从那时算起,白衣猎人被关在这栋楼中已经整整三日了,像这样的日常问询也足足进行了三次。
相比于拥有特选猎人头衔的卢修,封漫云的情况显然要复杂得多。少年不但拥有原住民和西戍猎人的双重敏感出身,还曾经饮下过埃蒙的秘药,忠诚度无从考量。但就是这样的他,却和王立猎人独处过相当一段时间,知晓大量工会迫切需要的情报。如今尚在骑士团大牢中的埃蒙不愿开口,封漫云俨然成为了工会调查整个击龙船袭击事件始末唯一的入手点。
“呵,如果不是我对工会还有些用处,我想……”白衣猎人环顾了一番屋宇四周,“招待我的就不会是猎人工会的总部,而是骑士团幽暗的大牢了吧。”
“漫云小友说的哪里的话,”男人神色真诚道,“你和卢修小友是这次丰收祭的功臣。你们二人做到了洛克拉克整个猎人工会,甚至连五星猎人也没做到的事。在规章允许的条件下,我们当然对小友要做到尽可能的尊重。”
“得了吧,言先生。”封漫云翘起腿来,脚尖抖动着显得有些焦躁不安,“老杰克说过,这个世界上没有无缘无故的奉承——我们直接进入正题怎么样?”
“好的,年轻人。”言姓管事一点头,“规矩还是一样,你先来问。”
“工会的调查进行到了哪一步?有查到和王室有关的线索吗?”猎人不假思索地道,似乎早在进入这间小屋之前,他就已经想好了问题。这样的信息交换进行过两次,封漫云也因此知晓了大楼之外同伴们的安危和现状,以及整个洛克拉克如今大致的面貌。安下心来后,少年便打算问些自己在意的事了。

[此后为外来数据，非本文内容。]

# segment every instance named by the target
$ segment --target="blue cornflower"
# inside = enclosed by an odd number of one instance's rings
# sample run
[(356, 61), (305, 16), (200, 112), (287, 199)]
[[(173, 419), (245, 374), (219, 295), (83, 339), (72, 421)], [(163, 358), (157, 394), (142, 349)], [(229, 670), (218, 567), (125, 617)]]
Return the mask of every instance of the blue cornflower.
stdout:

“漫云小友……你可让我很难办啊。”言先生装模作样地思考了一番,“你知道,战斗结束之后的这几日,正是这座城市恢复秩序,稳定信心的关键时刻,猎人工会拿不出那么多人手来调查。”
“这就是猎人工会所谓的行事方式。”少年摊开手,一副“果然如此”的样子。
“不过,”见封漫云有些丧气,男人话锋一转,“你也知道,有的时候工会做事是不需要证据的。”

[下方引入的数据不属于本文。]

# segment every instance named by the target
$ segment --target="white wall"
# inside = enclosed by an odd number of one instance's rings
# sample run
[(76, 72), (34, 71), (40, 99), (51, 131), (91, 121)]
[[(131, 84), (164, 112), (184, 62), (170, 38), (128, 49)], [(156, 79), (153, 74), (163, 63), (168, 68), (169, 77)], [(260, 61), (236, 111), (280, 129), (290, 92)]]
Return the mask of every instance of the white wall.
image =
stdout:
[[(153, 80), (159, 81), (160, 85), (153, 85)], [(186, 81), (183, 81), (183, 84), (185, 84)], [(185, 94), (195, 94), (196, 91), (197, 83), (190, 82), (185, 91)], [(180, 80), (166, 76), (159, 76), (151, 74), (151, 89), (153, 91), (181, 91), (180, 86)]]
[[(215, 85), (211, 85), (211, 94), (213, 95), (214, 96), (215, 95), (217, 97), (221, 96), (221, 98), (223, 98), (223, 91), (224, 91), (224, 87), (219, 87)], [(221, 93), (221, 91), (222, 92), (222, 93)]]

“我们查到了埃蒙的档案,那家伙是王立猎团小殿下队伍的高级干部。只凭这一点,工会就有足够的理由采取措施了。洛克拉克的警戒性禁空昨日午后才解除,傍晚就有一队工会骑士乘着飞艇赶去了王城。现在小殿下怕是已经在别院里赏花喝茶了——当然,负责护卫的是我们热心的骑士。”

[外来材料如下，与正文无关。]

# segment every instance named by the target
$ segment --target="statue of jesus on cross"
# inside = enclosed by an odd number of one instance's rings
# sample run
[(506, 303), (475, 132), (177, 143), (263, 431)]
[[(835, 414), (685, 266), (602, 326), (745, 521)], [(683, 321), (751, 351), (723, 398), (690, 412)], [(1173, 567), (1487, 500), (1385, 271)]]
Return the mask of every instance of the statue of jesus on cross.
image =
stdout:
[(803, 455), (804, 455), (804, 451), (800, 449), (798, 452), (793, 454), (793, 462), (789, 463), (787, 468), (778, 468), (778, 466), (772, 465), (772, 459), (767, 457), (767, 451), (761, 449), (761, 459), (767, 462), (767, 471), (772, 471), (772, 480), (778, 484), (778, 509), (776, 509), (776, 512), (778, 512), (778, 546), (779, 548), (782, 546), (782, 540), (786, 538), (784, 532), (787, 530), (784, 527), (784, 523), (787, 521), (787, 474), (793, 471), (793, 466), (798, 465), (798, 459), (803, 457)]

“这些话向我讲出来,不会有麻烦吗?”白衣少年心中虽然一阵快意,但还是警觉地问道。
“漫云小友是洛克拉克的功臣,你想要知道的,我都会毫无保留地说出来。”工会管事诚恳地说道,“那么接下来,我们继续昨日的话题。你确实被灌下了和击龙船上的人们相同的药剂,没错吧?”
“技不如人。”猎人撇了撇嘴确认道,“我以为我在西戍学了几手,不过那家伙……他可是个职业的杀手。如果当时的他没有打着招募我的心思,我恐怕一个照面就被干掉了。”
“工会的医药团队有整条击龙船的船工和飞艇上的受害人作为样本,却只有你一个声称没有受到药剂的影响,这是怎么回事?”
“我并不是没有受到药剂的影响,而是没有受到埃蒙那家伙的操纵。”封漫云纠正说,又用光棍的语气说道,“而且我也不知道是怎么回事,我在这栋破楼里住了三天,以为那群穿白大褂的艾露有什么发现,但结果还不是一无所获?”他端起面前的茶水抿了一口,“怎么,你以为我在说谎?”
“埃蒙告诉过你,西戍的兽潮和他们的计划有某种关联。”言管事没有回答少年的问题,“我们这么说吧……他就是一个月前兽潮的始作俑者。当时的你制伏了他,有充足的理由直接取了他的性命,为什么却没有这么做?”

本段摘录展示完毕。